If I ran servers which processed temporarily-plaintext health care information, and I couldn't snoop on it even with effort, I'd be ashamed of my poor skill at villainy. Encryption is not all-powerful.


"cloud" can be a scary topic, because it implies a loss of control and accountability.


I saw Mikey Dickerson talk about his experience in the initial recovery phase of healthcare.gov at Velocity in 2014. I think it shows just how insane the situation was.

https://www.youtube.com/watch?v=7Vc8sxhy2I4


101 comments into discussion and no one mentioned CGI? the actual morons that fucked up the project and wasted 100's of millions of taxpayers' money? how many times should they piss in our face till we actually start noticing things?


I mentioned CGI..


'Young people' are so cute when they're productive.
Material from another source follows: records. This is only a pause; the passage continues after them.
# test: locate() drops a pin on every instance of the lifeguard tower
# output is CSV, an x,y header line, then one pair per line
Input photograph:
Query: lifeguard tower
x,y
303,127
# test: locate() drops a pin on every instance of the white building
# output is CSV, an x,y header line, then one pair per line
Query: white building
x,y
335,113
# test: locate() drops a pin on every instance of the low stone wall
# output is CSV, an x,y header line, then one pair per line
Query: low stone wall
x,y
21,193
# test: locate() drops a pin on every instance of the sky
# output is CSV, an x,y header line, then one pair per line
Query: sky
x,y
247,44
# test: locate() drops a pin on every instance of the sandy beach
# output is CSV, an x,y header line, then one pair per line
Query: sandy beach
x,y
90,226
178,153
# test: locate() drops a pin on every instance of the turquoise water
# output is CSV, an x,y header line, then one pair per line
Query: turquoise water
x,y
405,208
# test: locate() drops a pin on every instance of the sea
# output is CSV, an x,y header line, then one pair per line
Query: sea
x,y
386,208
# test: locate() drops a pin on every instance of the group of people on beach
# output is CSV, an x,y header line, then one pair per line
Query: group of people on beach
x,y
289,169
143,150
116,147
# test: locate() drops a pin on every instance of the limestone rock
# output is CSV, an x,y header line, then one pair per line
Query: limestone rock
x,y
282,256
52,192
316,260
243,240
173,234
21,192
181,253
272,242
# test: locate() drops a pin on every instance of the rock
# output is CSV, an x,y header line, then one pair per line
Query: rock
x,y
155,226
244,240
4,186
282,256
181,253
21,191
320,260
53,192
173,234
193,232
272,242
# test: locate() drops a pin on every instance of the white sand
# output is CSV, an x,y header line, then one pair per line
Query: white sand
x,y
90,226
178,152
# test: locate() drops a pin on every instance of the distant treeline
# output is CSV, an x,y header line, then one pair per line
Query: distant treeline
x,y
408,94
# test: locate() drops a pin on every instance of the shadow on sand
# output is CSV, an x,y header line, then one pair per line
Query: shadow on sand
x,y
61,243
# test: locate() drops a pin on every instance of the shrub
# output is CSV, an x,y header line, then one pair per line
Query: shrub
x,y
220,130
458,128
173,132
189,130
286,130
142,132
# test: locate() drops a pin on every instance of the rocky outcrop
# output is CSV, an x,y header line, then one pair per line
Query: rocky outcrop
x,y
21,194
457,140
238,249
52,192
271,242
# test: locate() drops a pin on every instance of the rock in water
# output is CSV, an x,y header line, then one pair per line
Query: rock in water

Who knew?


But... entitled millenials...


I'm a member of the Marketplace Lite team, and of the resulting public benefit corporation, Nava. I'm happy to answer any questions!


Do you think the success was caused by the team being young? Or just building what the customer, i.e. the people really needed in an agile way?


I think a key factor for our success was in being a small team, using a modern technology stack, and building in an agile way. I think the article overemphasizes the youth of the team. While many of us were quite young, our team included individuals in their 40s and 50s. I think the skew towards youth is more a byproduct of the risk profile of the project, and the need for us to spend significant time in Baltimore/DC.


After how many millions was given away though?